Astrid Nippoldt, 1973 geboren, studierte in Bremen. Astrid Nippoldts Videos erzielen ihre oft humorvoll-überraschende Wirkung aus dem präzise abgestimmten Wechselspiel von Ton und Bild. Dabei dienen der Künstlerin zufällig vorgefundene Situationen als filmisches Ausgangsmaterial, durch dessen geschickt-verspielte Bearbeitung in Schnitt und Vertonung der Betrachter über das poetische Moment hinaus zu vielfältigen cinematografischen Assoziationen angeregt wird.

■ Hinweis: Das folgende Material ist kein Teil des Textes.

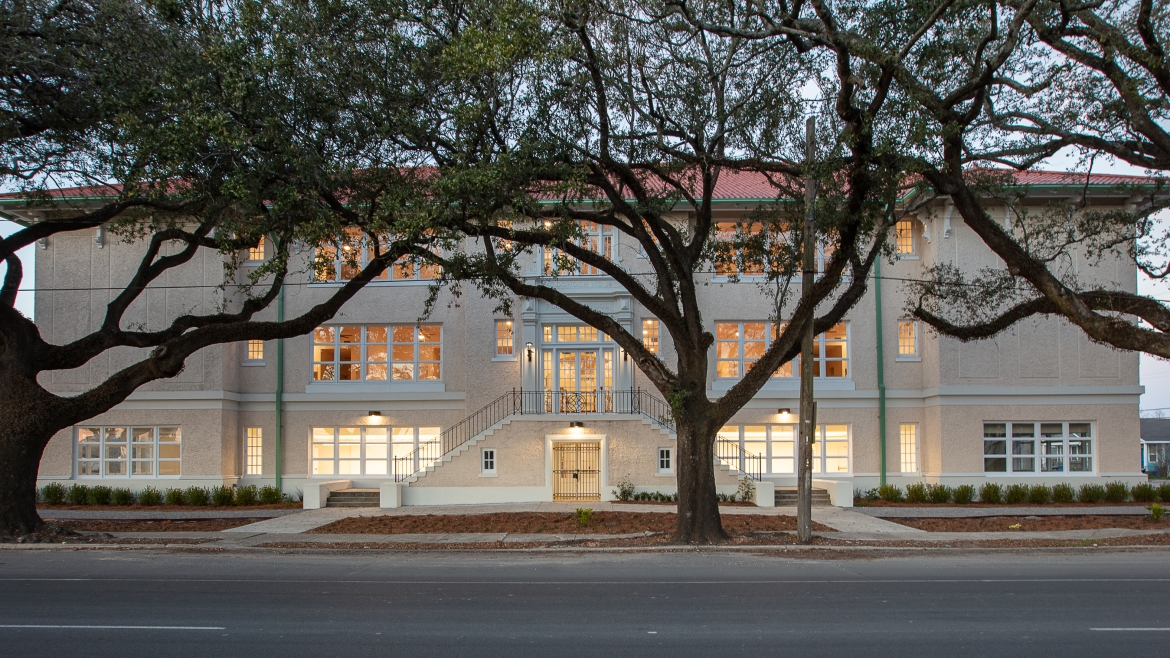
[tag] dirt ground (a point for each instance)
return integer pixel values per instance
(603, 522)
(151, 525)
(1034, 523)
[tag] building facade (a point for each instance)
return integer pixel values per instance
(470, 405)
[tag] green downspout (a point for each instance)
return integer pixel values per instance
(280, 386)
(881, 370)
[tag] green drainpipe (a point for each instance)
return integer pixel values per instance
(881, 370)
(280, 386)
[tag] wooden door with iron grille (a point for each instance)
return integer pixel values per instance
(577, 471)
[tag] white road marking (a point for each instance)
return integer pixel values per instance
(118, 628)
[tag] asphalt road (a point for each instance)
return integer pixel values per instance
(436, 603)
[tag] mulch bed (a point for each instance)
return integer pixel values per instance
(545, 522)
(151, 525)
(1033, 523)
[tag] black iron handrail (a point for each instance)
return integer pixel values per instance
(532, 403)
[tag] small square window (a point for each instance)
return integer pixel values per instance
(665, 464)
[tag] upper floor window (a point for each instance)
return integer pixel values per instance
(370, 353)
(903, 238)
(128, 452)
(738, 345)
(649, 335)
(594, 237)
(504, 341)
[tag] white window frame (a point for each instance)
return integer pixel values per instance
(665, 457)
(129, 453)
(909, 458)
(915, 337)
(488, 465)
(790, 370)
(1044, 447)
(253, 452)
(510, 354)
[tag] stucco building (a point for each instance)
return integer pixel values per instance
(474, 406)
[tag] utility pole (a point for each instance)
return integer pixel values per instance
(807, 406)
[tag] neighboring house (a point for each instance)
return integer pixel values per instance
(1156, 446)
(474, 406)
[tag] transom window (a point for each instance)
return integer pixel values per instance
(129, 452)
(777, 445)
(738, 345)
(1038, 447)
(372, 351)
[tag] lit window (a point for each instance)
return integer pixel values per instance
(1011, 447)
(257, 252)
(362, 353)
(903, 237)
(504, 337)
(649, 335)
(665, 465)
(254, 451)
(255, 350)
(908, 338)
(738, 345)
(133, 452)
(909, 441)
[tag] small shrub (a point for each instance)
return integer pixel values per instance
(77, 494)
(991, 493)
(1062, 493)
(1017, 493)
(100, 494)
(1143, 493)
(1156, 512)
(174, 497)
(247, 495)
(964, 494)
(747, 491)
(122, 497)
(583, 515)
(54, 493)
(150, 497)
(938, 494)
(890, 493)
(1116, 492)
(1091, 493)
(222, 497)
(1039, 494)
(269, 494)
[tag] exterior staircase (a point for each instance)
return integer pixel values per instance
(786, 497)
(353, 498)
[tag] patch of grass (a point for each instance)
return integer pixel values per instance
(173, 497)
(122, 495)
(1091, 493)
(1143, 493)
(54, 493)
(991, 493)
(890, 493)
(1017, 493)
(1116, 492)
(964, 494)
(197, 495)
(269, 494)
(1064, 492)
(1039, 494)
(150, 497)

Der Jury unter Vorsitz von Dr. Arend Oetker gehörten in diesem Jahr die Kuratoren Prof. Dr. Stephan Berg (Kunstverein Hannover), Dr. Markus Heinzelmann (Museum Morsbroich Leverkusen) und Kestutis Kuizinas (Contemporary Art Centre Vilnius, Litauen) sowie Christoph Gurk (Dramaturg Volksbühne Berlin) und sechs Mitglieder des Kulturkreises der deutschen Wirtschaft an.

Der begleitende Katalog ist zweisprachig deutsch/englisch im Revolver Verlag, Frankfurt am Main, erschienen.